Once a user is authenticated to one machine, we may wish to do distributed computing, so there should be a mechanism for passing authentication to other machines. One way to do this is to have trust between a group of machines, perhaps using ssh; another way would be to utilize a metacomputing framework such as Globus, that provides its own security. Once we can provide effective access control to one Globus server, it can do a secure handover of authentication to other Globus hosts. Just as Globus is intended for heterogeneous computing, the Storage Resource Broker provides authentication handover for heterogeneous data storage.

Exceptions and Diagnostics

One of the most difficult aspects of distributed systems in general is exception handling. For any distributed system, each component must have access to a ``hotline'' to the human user or log file, as well as diagnostics and error reporting at lower levels of urgency, which are not flushed as frequently. Only with a high quality of diagnostic can we expect to find and remove not only bugs in the individual modules, but the particularly difficult problems that depend on the distributed nature of the application.

Data Parentage, Peer-review, and Publisher Imprint

Information without provenance is not worth much. Information is valuable when we know who created it, who reduced it, who drew the conclusions, and the review process it has undergone.
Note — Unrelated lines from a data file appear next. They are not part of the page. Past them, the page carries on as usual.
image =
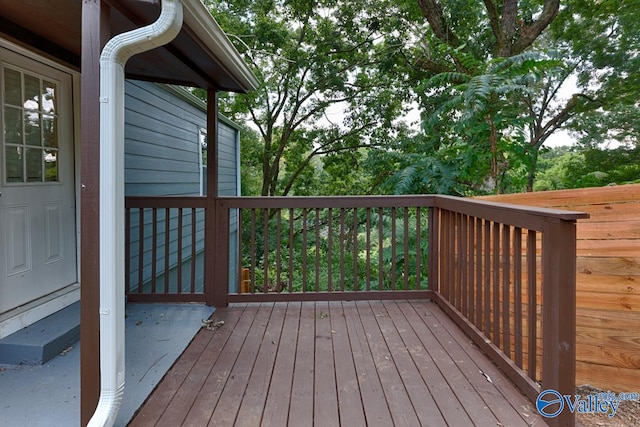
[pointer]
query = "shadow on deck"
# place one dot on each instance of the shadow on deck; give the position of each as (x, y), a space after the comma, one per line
(338, 363)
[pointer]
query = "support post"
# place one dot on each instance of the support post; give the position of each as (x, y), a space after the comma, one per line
(433, 229)
(95, 33)
(559, 313)
(215, 285)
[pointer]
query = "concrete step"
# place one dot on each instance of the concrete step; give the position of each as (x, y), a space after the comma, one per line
(43, 340)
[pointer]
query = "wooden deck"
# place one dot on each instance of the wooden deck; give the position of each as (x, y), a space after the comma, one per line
(340, 363)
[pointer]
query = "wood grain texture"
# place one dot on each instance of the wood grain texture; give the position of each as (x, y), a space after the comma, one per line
(338, 363)
(608, 280)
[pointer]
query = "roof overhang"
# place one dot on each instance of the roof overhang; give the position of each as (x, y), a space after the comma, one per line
(200, 56)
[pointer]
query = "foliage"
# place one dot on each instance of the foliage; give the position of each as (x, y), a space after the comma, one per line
(311, 58)
(565, 167)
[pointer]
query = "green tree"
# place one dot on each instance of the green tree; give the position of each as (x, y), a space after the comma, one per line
(311, 58)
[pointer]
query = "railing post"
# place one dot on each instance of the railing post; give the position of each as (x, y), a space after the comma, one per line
(433, 229)
(559, 313)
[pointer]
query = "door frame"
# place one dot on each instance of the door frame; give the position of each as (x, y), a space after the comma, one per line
(27, 314)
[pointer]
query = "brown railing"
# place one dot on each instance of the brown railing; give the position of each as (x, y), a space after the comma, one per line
(331, 248)
(505, 274)
(164, 249)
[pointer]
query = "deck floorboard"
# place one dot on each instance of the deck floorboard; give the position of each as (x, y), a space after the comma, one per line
(376, 363)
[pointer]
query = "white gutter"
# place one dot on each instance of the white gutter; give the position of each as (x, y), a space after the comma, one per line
(112, 61)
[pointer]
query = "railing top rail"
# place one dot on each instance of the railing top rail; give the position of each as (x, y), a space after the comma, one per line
(165, 202)
(328, 202)
(532, 218)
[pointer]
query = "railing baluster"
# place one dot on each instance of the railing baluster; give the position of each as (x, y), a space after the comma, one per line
(487, 278)
(506, 295)
(278, 243)
(451, 222)
(154, 242)
(141, 250)
(355, 249)
(368, 250)
(406, 249)
(434, 227)
(329, 249)
(252, 272)
(291, 236)
(167, 227)
(241, 269)
(463, 266)
(304, 250)
(192, 287)
(127, 250)
(342, 249)
(532, 305)
(317, 242)
(265, 250)
(517, 294)
(418, 250)
(380, 249)
(479, 287)
(496, 284)
(393, 248)
(445, 238)
(179, 256)
(471, 273)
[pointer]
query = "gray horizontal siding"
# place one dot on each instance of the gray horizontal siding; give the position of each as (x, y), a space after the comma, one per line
(162, 159)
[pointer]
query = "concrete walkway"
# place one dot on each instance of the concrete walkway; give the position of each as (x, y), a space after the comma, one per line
(49, 395)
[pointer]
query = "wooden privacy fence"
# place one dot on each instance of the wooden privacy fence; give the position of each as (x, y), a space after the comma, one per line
(607, 281)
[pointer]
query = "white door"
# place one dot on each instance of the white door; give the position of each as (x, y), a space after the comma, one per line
(37, 204)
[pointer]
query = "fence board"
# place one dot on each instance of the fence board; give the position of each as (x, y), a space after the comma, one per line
(608, 280)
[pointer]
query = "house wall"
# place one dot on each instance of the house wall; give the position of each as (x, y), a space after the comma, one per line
(607, 280)
(162, 158)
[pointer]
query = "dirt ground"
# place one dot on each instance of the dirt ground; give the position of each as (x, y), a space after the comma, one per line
(628, 414)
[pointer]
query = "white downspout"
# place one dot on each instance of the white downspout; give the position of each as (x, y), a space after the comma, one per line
(112, 61)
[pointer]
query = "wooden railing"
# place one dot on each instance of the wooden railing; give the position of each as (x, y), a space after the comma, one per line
(331, 248)
(164, 249)
(505, 274)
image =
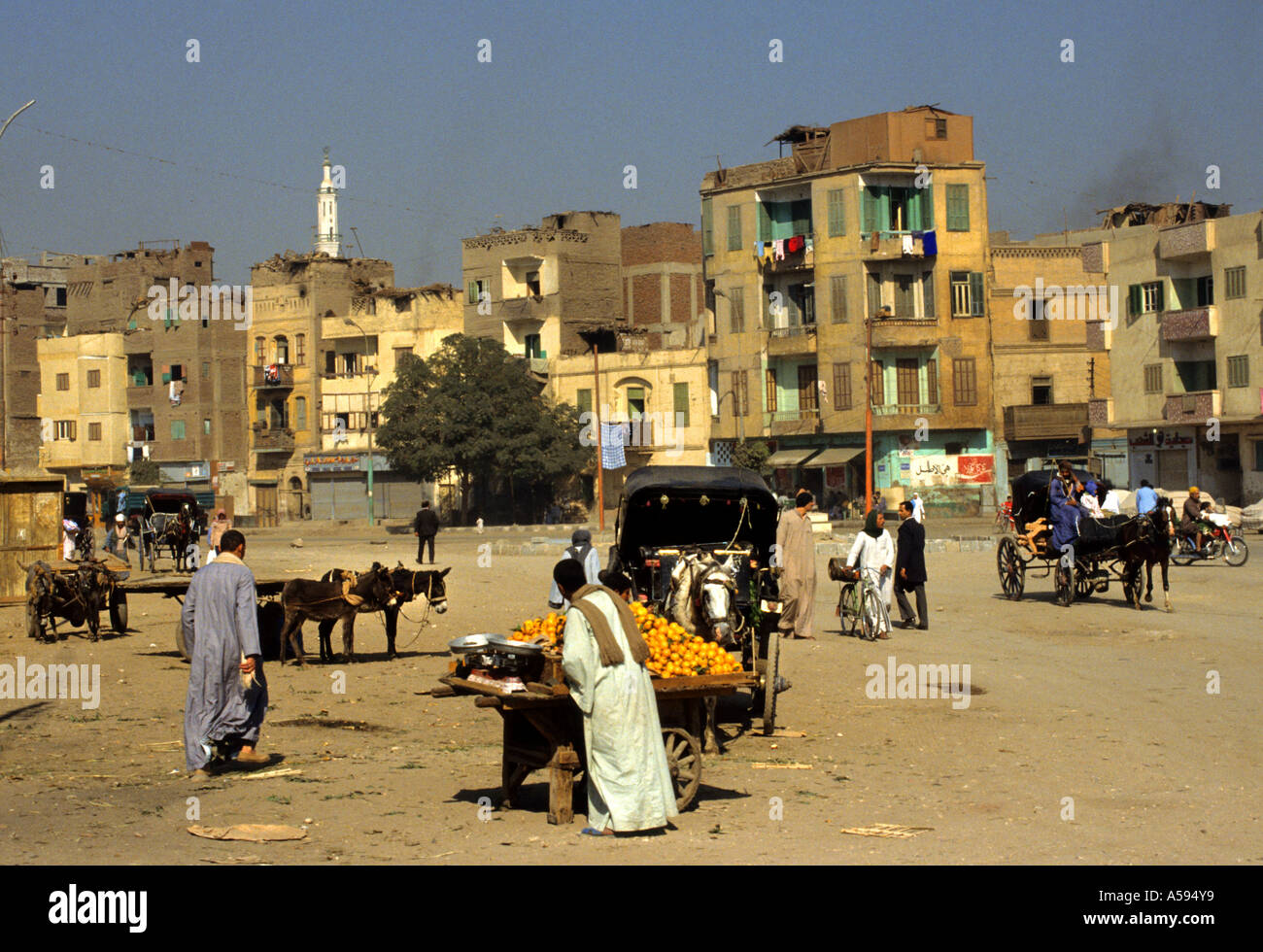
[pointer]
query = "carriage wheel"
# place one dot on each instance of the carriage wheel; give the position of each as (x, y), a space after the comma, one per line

To make digital archives reach their full flower, there must be ways to attach these values in an obvious and unforgeable way, so that the signature, the imprint of the author or publisher stays with the information as it is reinterpreted in different ways. When the information is copied and abstracted, there should also be a mechanism to prevent illegal copying and reproduction of intellectual property while allowing easy access to the data for those who are authorized.